第十章严肃、沉默而奇怪的动物
从战后在纽约开始成为一名年轻律师那一刻起,汉密尔顿就是社交界的活跃人物:尽管他衣着并不过分浮华艳丽,但却整洁而时髦。他的账簿反映出他对时尚的关注,他会定期到一个法国裁缝那里去,在汉密尔顿的肖像画中,能看到他衣着的精美。在一幅画像中,他穿着一件有双排黄铜纽扣的对襟上衣,金边的翻领,脖子上优雅地系着一个有褶饰边的蕾丝饰带。一名法国历史学家评论说:“他属于这个穿着丝质的长筒袜并系着漂亮的鞋扣的讲究文明举止的时代。”[1]对自己那红棕色的头发,他像廷臣在觐见国王时的要求一样。他的儿子詹姆斯记录了汉密尔顿每天与理发师之间的习惯:“我回想起在纽约时到我父亲办公室的情形,那时他一般都在理发(这是他每天必做的事情)。他后面的头发很长,被编成一个棒状的大辫子,然后用一条黑色的丝带系起来。他前面的头发则抹着润发油,搽上粉,然后不停地梳来梳去。”[2]许多给汉密尔顿画过肖像画的艺术家都注意到了他红润脸颊上洋溢着的静谧微笑,以及他那双折射出睿智的思想、愉悦的心灵和坦率的个性的湛蓝双眸。他的五官轮廓十分清晰,尤其是高挺的鼻梁和坚毅的下巴,使他的脸庞显得与众不同。他的家人认为詹姆斯·沙普尔斯画的一个轮廓——而不是肖像——是所有画像里面与汉密尔顿本人最相似的。
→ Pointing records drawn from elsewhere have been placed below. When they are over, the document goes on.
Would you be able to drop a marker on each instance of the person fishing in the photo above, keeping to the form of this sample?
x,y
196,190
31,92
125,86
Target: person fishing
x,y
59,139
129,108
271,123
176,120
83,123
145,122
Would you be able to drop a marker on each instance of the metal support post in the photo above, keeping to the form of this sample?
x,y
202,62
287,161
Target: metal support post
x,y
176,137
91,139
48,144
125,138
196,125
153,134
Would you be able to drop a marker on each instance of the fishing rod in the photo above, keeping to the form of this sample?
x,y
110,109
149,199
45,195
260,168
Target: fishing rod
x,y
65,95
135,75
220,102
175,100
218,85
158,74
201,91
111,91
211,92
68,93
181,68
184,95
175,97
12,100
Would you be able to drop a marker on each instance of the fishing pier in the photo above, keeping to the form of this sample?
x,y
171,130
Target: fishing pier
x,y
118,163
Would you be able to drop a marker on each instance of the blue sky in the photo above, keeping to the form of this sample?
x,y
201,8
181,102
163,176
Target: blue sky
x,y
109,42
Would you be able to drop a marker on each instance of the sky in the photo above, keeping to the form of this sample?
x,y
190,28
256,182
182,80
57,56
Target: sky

汉密尔顿的朋友对他的魅力大加赞赏。与他一起拥护联邦制的盟友费舍尔·埃姆斯谈起他的为人处世时称赞说:“一个真真正正的朋友……他影响了我一生。”[3]詹姆斯·肯特法官说,汉密尔顿“有一种非常亲切、慷慨、温柔而又仁慈的性格,他是我所见过的最朴实简单的人,让人没法不喜欢、不尊敬、不赞美他”。[4]然而近距离的观察者也发现了某些前后不一致的地方,汉密尔顿的性格非常善变,能从严肃庄重迅速转变为欢笑高兴。波士顿律师威廉·苏利文记录了他脸上的表情变化:“休息的时候,他脸上是一副严肃思考的表情,然而谈话的时候,立刻就换成了一脸吸引人的微笑。”[5]这种严肃与顽皮的混合体正是他的本性所在。在汉密尔顿的孙子的记录中,他的个性是“咄咄逼人的侵略性和无限温柔的友善的混合体”。[6]
在那几年,汉密尔顿的大多数业务都是来自于纽约律师俱乐部式的小圈子。1786年,纽约的姓名地址名录在标题“律师、庭审律师和公证人”下列出了大约40个人,许多亲英派律师的离去为那些有能力、野心勃勃而且年纪尚轻的人扫清了道路,这些人中就包括亚伦·伯尔、布罗克霍斯特·利文斯顿、罗伯特·特鲁普、约翰·劳伦斯和摩根·刘易斯(ManLewis)。他们经常一起出入法庭。大多数时间他们都是和法官们一起忍受简陋的马车,经过偏远且崎岖不平的道路,完成巡回审判的工作。他们住在拥挤的、充满烟熏味道的小旅馆里,经常不得不共用一张床,于是久而久之,他们之间产生了一种在许多政治斗争之后,仍能保持的同志友谊。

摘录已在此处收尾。